Download Lipophilicity dataset from [MoleculeNet](http://moleculenet.ai/datasets-1) Benchmark dataset.  
You can download from the webpage or source_dataset file from the url directly. 

In [129]:
import torch
import torch.nn as nn
import torch.nn.functional as F
import torch.optim as optim
from torch.autograd import Variable
import math


#===== Activation =====#
def gelu(x):

    """ Ref: https://github.com/huggingface/pytorch-pretrained-BERT/blob/master/pytorch_pretrained_bert/modeling.py
        Implementation of the gelu activation function.
        For information: OpenAI GPT's gelu is slightly different (and gives slightly different results):
        0.5 * x * (1 + torch.tanh(math.sqrt(2 / math.pi) * (x + 0.044715 * torch.pow(x, 3))))
    """
    return x * 0.5 * (1.0 + torch.erf(x / math.sqrt(2.0)))

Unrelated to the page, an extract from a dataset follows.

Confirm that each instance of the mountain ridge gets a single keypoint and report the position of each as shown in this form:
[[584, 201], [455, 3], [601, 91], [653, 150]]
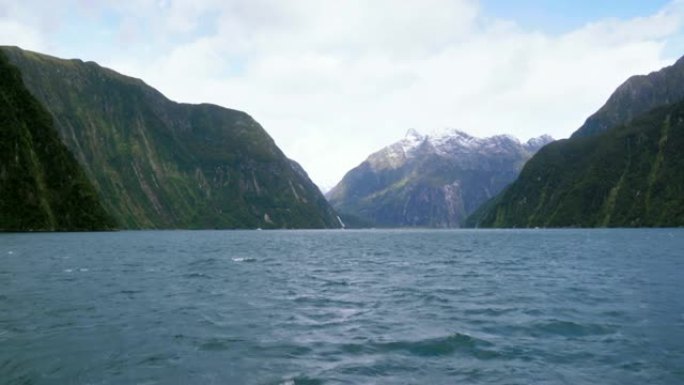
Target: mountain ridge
[[42, 186], [627, 175], [432, 180], [162, 164]]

ACT2FN = {"gelu": gelu, "relu": torch.nn.functional.relu}

class Attention(nn.Module):
    def __init__(self, input_dim, output_dim, num_attn_head, dropout=0.1):
        super(Attention, self).__init__()   

        self.num_attn_heads = num_attn_head
        self.attn_dim = output_dim // num_attn_head
        self.projection = nn.ModuleList([nn.Linear(input_dim, self.attn_dim) for i in range(self.num_attn_heads)])
        self.coef_matrix = nn.ParameterList([nn.Parameter(torch.FloatTensor(self.attn_dim, self.attn_dim)) for i in range(self.num_attn_heads)])
        self.tanh = nn.Tanh()
        self.relu = nn.ReLU()
        self.dropout = nn.Dropout(p=dropout)
        self.param_initializer()

    def forward(self, X, A):
        list_X_head = list()
        for i in range(self.num_attn_heads):
            X_projected = self.projection[i](X)
            attn_matrix = self.attn_coeff(X_projected, A, self.coef_matrix[i])
            X_head = torch.matmul(attn_matrix, X_projected)
            list_X_head.append(X_head)
            
        X = torch.cat(list_X_head, dim=2)
        X = self.relu(X)
        return X
            
    def attn_coeff(self, X_projected, A, C):
        X = torch.einsum('akj,ij->aki', (X_projected, C))
        attn_matrix = torch.matmul(X, torch.transpose(X_projected, 1, 2)) 
        attn_matrix = torch.mul(A, attn_matrix)
        attn_matrix = self.dropout(self.tanh(attn_matrix))
        return attn_matrix
    
    def param_initializer(self):
        for i in range(self.num_attn_heads):    
            nn.init.xavier_normal_(self.projection[i].weight.data)
            nn.init.xavier_normal_(self.coef_matrix[i].data)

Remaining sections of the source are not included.